[CRITIQUE] : Seules les Bêtes

Par Fuckcinephiles

Réalisateur : Dominik Moll
Acteurs : Denis Ménochet, Valeria Bruni Tedeschi, Laure Calamy, Damien Bonnard, Bastien Bouillon, Nadia Tereszkiewicz,...
Distributeur : Haut et Court
Budget : -
Genre : Thriller, Policier, Drame.
Nationalité : Français, Allemand.
Durée : 1h57min.

Synopsis :

Une femme disparaît. Le lendemain d’une tempête de neige, sa voiture est retrouvée sur une route qui monte vers le plateau où subsistent quelques fermes isolées. Alors que les gendarmes n'ont aucune piste, cinq personnes se savent liées à cette disparition. Chacune a son secret, mais personne ne se doute que cette histoire a commencé́ loin de cette montagne balayée par les vents d’hiver, sur un autre continent où le soleil brûle, et où la pauvreté́ n’empêche pas le désir de dicter sa loi.


Critique :

Entre le polar noir et le drame social,#SeuleslesBêtes, dominé par un cast habité, s'engouffre dans la noirceur et la détresse de l'âme humaine et incarne un véritable jeu de piste douloureux et étonnamment drôle parfois, une tragédie chorale saisissante de réalisme et cohérente. pic.twitter.com/6S0ecNgFsX— FuckingCinephiles (@FuckCinephiles) December 3, 2019

Cinéaste important d'un septième belge qui n'est jamais aussi percutant que lorsqu'il s'attache à conter les travers de l'humanité, l'excellent Dominik Moll nois avait quitté sur ce que l'on peut décemment appelé une sacré déception, Des nouvelles de la planète Mars, nous laissant penser qu'il avait rejoint la (trop) longue liste des réalisateurs ayant gentiment perdu leur mojo au fil des péloches, après nous avoir pourtant bousculé avec des premiers longs proprement géniaux.

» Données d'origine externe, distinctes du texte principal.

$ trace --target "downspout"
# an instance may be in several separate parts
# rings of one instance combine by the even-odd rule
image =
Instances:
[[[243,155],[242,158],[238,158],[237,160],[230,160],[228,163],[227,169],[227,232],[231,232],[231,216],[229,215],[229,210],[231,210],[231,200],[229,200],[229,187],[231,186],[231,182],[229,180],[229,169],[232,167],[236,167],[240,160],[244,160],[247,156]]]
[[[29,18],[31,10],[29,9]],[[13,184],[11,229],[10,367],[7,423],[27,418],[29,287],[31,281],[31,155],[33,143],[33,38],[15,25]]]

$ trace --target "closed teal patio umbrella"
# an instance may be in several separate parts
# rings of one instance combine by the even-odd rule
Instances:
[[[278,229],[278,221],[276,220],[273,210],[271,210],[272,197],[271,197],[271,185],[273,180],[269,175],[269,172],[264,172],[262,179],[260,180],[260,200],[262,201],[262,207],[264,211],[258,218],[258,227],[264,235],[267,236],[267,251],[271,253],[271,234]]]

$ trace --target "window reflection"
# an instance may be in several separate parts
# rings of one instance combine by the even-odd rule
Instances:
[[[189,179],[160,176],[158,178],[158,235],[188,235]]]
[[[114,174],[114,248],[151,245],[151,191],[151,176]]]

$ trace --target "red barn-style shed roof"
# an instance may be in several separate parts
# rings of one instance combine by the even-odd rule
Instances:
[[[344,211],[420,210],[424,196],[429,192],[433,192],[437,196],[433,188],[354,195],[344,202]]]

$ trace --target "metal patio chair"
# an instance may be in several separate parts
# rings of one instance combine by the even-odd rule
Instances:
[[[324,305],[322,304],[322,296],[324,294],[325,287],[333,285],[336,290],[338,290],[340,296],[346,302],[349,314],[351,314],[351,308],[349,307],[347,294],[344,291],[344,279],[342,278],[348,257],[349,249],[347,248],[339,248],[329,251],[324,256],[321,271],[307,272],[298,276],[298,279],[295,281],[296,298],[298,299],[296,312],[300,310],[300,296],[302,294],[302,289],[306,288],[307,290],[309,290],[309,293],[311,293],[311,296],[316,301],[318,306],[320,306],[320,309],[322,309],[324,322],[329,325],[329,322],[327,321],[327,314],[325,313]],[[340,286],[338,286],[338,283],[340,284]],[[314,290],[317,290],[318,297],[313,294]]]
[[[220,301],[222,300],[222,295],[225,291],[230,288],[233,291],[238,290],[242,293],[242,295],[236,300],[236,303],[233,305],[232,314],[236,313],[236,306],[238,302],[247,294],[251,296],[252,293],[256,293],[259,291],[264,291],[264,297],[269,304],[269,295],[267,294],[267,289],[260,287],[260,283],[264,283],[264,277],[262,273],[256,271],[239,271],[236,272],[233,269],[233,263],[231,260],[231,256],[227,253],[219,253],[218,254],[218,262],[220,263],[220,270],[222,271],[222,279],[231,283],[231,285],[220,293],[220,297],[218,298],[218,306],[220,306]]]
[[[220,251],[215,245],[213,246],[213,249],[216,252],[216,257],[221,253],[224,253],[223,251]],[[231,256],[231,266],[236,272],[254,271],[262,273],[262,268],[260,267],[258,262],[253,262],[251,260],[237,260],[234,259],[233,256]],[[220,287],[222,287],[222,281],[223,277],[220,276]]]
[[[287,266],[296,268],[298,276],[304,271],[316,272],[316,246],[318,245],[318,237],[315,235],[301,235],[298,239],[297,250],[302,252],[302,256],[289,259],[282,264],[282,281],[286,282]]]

Mais quatre ans plus tard, et non sans une certaine attente, le revoilà plus affûté que jamais avec Seules les Bêtes, mise en image du roman éponyme de Colin Niel, fleurant bon le thriller rural intense et sophistiqué dont on ressort sérieusement brusqué mais avant tout et surtout conquis, face à l'abattage juste d'un metteur en scène ayant totalement pris possession de son histoire.

Sorte savant mélange entre le polar noir captivant et le drame social poignant, structuré autour d'une disparition mystérieuse et de son impact autour de différents personnages, savamment découpé en chapitres - comme dans le roman - pour mieux brasser tous les recoins de l'histoire (et ainsi éclairer la moindre zone d'ombre) et adopter tous les points de vues possibles en distillant tranquillement mais sûrement tous ses secrets et tenants, le métrage joue intelligemment de la répétition et enlace avec fougue les différentes trajectoires de son récit (pointant du bout de la caméra ce qui les unissent ou les désunissent), pour mieux lier dans la souffrance et la détresse affective d'individus vulnérables et perdus dans le royaume désertique de la solitude, ou l'amour est toujours cruel quand il n'est pas affreusement absent.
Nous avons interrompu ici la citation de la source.